The musical taste of Bozeman was changing as the town was transitioning from being a frontier town to a civilized city and classical music became more and more frequently performed. Residents were being well entertained by numerous orchestras in the schools and churches, and after the Opera House was built, many traveling productions exposed area citizens to even more refined musical experiences.
When John Fechter settled in Bozeman as the new manager of the Tivoli, he had just completed a tour as an oboe player with John Phillip Sousa’s Band. He directed a local band known as the German Band which played at community picnics, and in 1910 conducted the first concert of the Bozeman Symphony in the Gem Theater located at 126 West Main.
The orchestra’s membership consisted of some well-known Bozeman names, T. Byron Story, W.S. Boles (the town doctor who played bassoon), Fred F. Willson (a leading Montana architect and cellist), and Theo Stumpf (a viola player who also owned a saloon). Pianist, Zeda Sales Dixon was said to have kept hot potatoes in her coat pockets to keep her hands warm before a performance.
There was always overlap between the Montana State College music department and the local non-student musicians of Bozeman, and at times it is difficult to determine if there was one Bozeman Symphony or two, one being mostly comprised of faculty and students and the other mostly non-student residents. It is very clear though that the demand for live classical music was well supported in Bozeman.
In 1919, Bozeman Symphony was under the direction of Gifford Nash. An Englishman, Nash was at that time the head of the Montana State College music department which boasted a three-member faculty. That year a concert was held at the Municipal/Bozeman Opera House and featured a Mendelssohn piano concerto by Miss Myrtle Hollier (later she married Bert Cheever). The 33-member orchestra’s music “wasn’t just pickin’s,” according to Mrs. Cheever; it played the great classics by Grieg, Dvorak, Tchaikovsky and more.
In 1925, the Ellen installed a $16,000 Wurlitzer organ which, on opening night, featured organist Adolph Evans, Jr., and Fechter’s Bozeman Symphony playing Rossini’s overture to Will Tell. Evans also played the popular hit “Follow the Swallow” as the audience sang along, reading words flashed on the screen.

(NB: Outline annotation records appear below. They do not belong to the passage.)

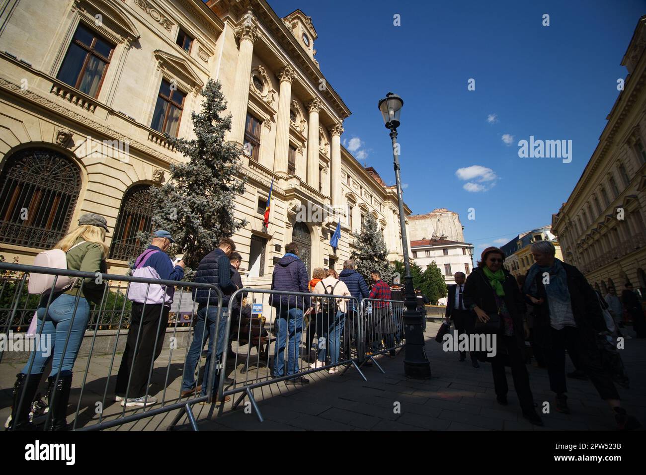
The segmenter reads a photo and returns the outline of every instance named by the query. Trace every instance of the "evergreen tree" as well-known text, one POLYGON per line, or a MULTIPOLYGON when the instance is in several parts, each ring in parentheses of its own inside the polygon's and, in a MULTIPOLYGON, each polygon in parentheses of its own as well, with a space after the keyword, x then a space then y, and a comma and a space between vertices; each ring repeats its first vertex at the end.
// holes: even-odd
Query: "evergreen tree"
MULTIPOLYGON (((187 275, 220 239, 246 224, 233 216, 235 198, 244 192, 246 180, 240 178, 242 151, 236 143, 224 142, 231 116, 221 115, 227 103, 220 81, 209 79, 200 94, 204 98, 202 111, 191 117, 196 138, 165 134, 188 160, 172 164, 166 183, 151 189, 153 229, 171 233, 176 244, 169 254, 183 253, 187 275)), ((142 242, 150 240, 148 233, 138 237, 142 242)))
POLYGON ((354 246, 357 251, 353 253, 355 270, 370 282, 370 273, 378 270, 381 280, 390 284, 393 281, 393 267, 388 264, 388 249, 384 237, 379 232, 377 220, 368 215, 364 220, 360 233, 353 233, 354 246))

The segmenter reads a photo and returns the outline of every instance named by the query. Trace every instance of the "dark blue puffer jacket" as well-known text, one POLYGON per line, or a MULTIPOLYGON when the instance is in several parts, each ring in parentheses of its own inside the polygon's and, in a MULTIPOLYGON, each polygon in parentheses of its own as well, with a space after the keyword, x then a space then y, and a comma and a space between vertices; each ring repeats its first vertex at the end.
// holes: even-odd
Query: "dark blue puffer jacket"
MULTIPOLYGON (((229 304, 229 299, 236 291, 236 286, 231 281, 231 262, 224 251, 218 248, 211 251, 200 261, 197 272, 193 278, 193 282, 202 284, 212 284, 220 287, 222 291, 222 307, 225 308, 229 304)), ((206 288, 193 289, 193 301, 196 302, 200 308, 206 306, 209 301, 209 290, 206 288)), ((211 291, 211 302, 209 306, 217 306, 218 294, 214 291, 211 291)))
MULTIPOLYGON (((271 290, 309 293, 307 271, 303 261, 294 255, 283 256, 278 261, 278 264, 274 268, 274 273, 271 277, 271 290)), ((294 307, 300 309, 309 307, 309 300, 306 297, 297 297, 295 295, 272 294, 269 297, 269 303, 282 310, 294 307)))
MULTIPOLYGON (((362 300, 368 299, 370 296, 370 292, 368 290, 366 279, 353 269, 344 269, 339 275, 339 279, 348 286, 350 295, 355 297, 360 304, 362 300)), ((351 301, 353 302, 352 306, 354 308, 354 301, 351 301)))

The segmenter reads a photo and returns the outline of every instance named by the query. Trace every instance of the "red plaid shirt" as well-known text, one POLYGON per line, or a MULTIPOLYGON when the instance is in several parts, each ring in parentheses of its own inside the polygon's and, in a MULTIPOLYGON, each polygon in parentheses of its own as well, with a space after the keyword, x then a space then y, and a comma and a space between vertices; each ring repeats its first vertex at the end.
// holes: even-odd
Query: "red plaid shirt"
MULTIPOLYGON (((390 288, 383 280, 377 280, 372 284, 372 288, 370 289, 370 298, 379 300, 390 300, 390 288)), ((373 302, 372 306, 375 308, 383 308, 388 306, 388 303, 386 302, 373 302)))

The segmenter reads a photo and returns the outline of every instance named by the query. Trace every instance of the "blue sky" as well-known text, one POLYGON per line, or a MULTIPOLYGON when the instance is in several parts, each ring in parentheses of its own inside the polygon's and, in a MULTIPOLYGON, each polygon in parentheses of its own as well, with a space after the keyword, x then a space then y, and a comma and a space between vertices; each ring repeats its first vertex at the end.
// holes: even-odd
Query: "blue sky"
POLYGON ((342 140, 388 184, 391 148, 377 102, 388 91, 403 98, 404 200, 414 213, 459 213, 477 255, 550 224, 568 198, 617 98, 617 79, 627 74, 620 63, 646 14, 644 0, 270 5, 280 16, 300 8, 312 17, 321 70, 352 111, 342 140), (470 78, 475 90, 467 90, 470 78), (572 140, 571 163, 519 158, 518 142, 530 136, 572 140), (466 169, 463 180, 459 169, 466 169), (484 190, 468 191, 467 183, 484 190), (467 219, 470 207, 475 220, 467 219))

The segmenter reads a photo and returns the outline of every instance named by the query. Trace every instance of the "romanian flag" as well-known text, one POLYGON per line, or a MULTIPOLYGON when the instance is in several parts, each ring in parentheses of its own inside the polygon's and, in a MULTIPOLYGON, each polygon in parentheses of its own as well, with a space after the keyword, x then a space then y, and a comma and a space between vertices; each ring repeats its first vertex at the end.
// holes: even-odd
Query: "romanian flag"
POLYGON ((271 186, 269 187, 269 196, 267 198, 267 206, 265 207, 265 218, 263 222, 266 227, 269 224, 269 207, 271 205, 271 191, 274 189, 274 179, 271 178, 271 186))

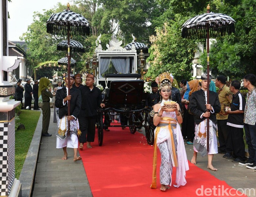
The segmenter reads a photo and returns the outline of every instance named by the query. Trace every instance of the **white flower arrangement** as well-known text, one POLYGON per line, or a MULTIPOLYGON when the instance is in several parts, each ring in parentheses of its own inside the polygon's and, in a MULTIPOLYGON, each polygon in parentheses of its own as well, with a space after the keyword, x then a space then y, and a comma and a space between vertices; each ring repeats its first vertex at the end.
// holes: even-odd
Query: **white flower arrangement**
POLYGON ((98 84, 96 87, 98 88, 99 89, 99 90, 101 91, 103 91, 104 89, 103 88, 103 86, 101 86, 100 84, 98 84))
POLYGON ((144 92, 145 93, 147 92, 149 93, 152 92, 152 89, 151 88, 151 87, 148 84, 149 82, 144 82, 144 92))
POLYGON ((87 73, 83 73, 83 76, 82 76, 82 85, 83 86, 85 85, 85 83, 86 83, 86 76, 87 76, 87 73))

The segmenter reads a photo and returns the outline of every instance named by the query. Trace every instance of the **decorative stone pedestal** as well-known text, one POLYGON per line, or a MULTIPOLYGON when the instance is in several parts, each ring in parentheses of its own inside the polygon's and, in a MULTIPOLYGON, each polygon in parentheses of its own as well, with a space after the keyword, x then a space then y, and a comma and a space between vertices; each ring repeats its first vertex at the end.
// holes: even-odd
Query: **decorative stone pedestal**
POLYGON ((0 196, 16 196, 19 181, 15 179, 15 112, 20 103, 10 99, 12 86, 0 86, 0 196), (13 187, 15 182, 15 187, 13 187), (12 191, 13 188, 16 190, 12 191), (9 194, 11 194, 11 195, 9 194))

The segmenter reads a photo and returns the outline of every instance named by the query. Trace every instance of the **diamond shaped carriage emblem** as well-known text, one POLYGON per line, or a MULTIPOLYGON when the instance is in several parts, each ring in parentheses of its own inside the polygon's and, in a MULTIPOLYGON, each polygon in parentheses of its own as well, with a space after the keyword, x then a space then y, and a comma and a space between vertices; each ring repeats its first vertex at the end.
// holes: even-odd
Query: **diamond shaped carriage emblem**
POLYGON ((127 94, 128 92, 135 89, 134 87, 133 87, 130 85, 128 84, 125 84, 119 87, 119 88, 118 88, 118 89, 127 94))

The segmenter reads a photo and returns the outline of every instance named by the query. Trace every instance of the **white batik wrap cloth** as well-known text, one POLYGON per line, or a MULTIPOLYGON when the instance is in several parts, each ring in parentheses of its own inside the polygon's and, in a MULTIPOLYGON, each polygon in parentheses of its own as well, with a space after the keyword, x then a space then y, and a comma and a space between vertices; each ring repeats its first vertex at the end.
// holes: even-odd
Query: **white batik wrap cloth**
POLYGON ((202 157, 206 154, 218 153, 218 145, 216 136, 217 127, 215 124, 209 120, 209 151, 207 152, 207 120, 196 124, 195 128, 195 136, 193 142, 194 150, 199 152, 202 157))
MULTIPOLYGON (((70 120, 69 122, 70 134, 75 135, 77 136, 77 135, 80 135, 81 131, 79 129, 78 118, 77 118, 76 120, 73 119, 70 120)), ((67 116, 64 116, 61 119, 58 118, 58 127, 55 134, 57 137, 64 140, 68 137, 68 123, 67 116)))

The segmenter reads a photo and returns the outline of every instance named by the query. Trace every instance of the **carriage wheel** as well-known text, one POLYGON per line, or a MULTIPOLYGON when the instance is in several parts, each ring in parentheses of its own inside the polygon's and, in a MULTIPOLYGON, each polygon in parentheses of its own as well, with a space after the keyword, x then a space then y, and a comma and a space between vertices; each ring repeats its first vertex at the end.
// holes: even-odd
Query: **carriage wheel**
POLYGON ((148 109, 150 111, 147 110, 145 112, 144 127, 147 142, 149 145, 153 145, 155 140, 154 131, 156 127, 153 123, 153 117, 151 117, 150 114, 152 108, 150 107, 148 108, 148 109))
POLYGON ((103 143, 103 118, 102 112, 98 112, 98 142, 99 146, 102 146, 103 143))
MULTIPOLYGON (((135 115, 133 113, 131 115, 128 119, 128 124, 129 125, 133 125, 135 121, 135 115)), ((134 134, 136 132, 136 127, 135 125, 134 127, 129 127, 129 128, 131 133, 134 134)))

In a 1934 program from the Bozeman Woman’s Club Annual Musicale, the Bozeman Union Symphony Orchestra gave a performance at the Hotel Baxter. The program lists 21 members with the Director as John G. Fechter, the Manager as Louis True, and the Pianist as Mrs Hadleigh Marsh.
In a New York Times article by Bruce Weber in 1999 he wrote of the survivalist mentality for artists. “Unlikely as it sounds, in a place where ranching and outdoor tourism are the primary economic forces, Bozeman offers a good example of the survivalist mentality that one finds among artists in cities throughout the country, where, like desert flowers, the arts manage to bloom without the presumed-to-be-necessary life sustaining elements of a national spotlight and available money.”
Bozeman City Founders would be pleased to know that the cultural foundation that was important to them is still an integral aspect of current living in this place we call home, Bozeman Montana.